The second element is fraternal communion….We read in the Acts of the Apostles that the early Christians had all things in common and those with possessions and goods sold them to share the proceeds with the needy (cf. Acts 2:44-45).

This sharing of goods has found ever new forms of expression in the history of the Church. Distinctive among these are the brotherly relations and friendships established between Christians of different denominations... This is primarily communion with God through faith; but communion with God creates communion among ourselves and is necessarily expressed in that concrete communion of which the Acts of the Apostles speak, in other words sharing.

No one in the Christian community must be hungry or poor: this is a fundamental obligation. Communion with God, expressed as brotherly communion, is lived out in practice in social commitment, in Christian charity and in justice.

The third element: essential in the life of the first community of Jerusalem was the moment of the breaking of the bread … "The Church draws her life from the Eucharist. This truth does not simply express a daily experience of faith, but recapitulates the heart of the mystery of the Church" (John Paul II, Ecclesia de Eucharistia, n. 1).

Lastly, prayer …is the fourth characteristic of the early Church of Jerusalem described in the Book of the Acts of the Apostles. Prayer has always been a constant attitude of disciples of Christ, something that accompanies their daily life in obedience to God's will, as the Apostle Paul's words in his First Letter to the Thessalonians also attest: "Rejoice always, pray constantly, give thanks in all circumstances; for this is the will of God in Christ Jesus for you (1 Thes 5:16-18; cf. Eph 6:18).

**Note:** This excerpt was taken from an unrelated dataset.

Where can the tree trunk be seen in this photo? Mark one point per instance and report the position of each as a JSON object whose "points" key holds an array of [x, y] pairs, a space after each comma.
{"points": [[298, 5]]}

…Dear brothers and sisters, as disciples of the Lord we have a common responsibility to the world. We must undertake a common service; like the first Christian community of Jerusalem, starting with what we already share, we must bear a powerful witness supported by reason and spiritually founded on the one God who revealed himself and speaks to us in Christ, in order to be heralds of a message that guides and illumines people today, who all too often lack clear and effective reference points.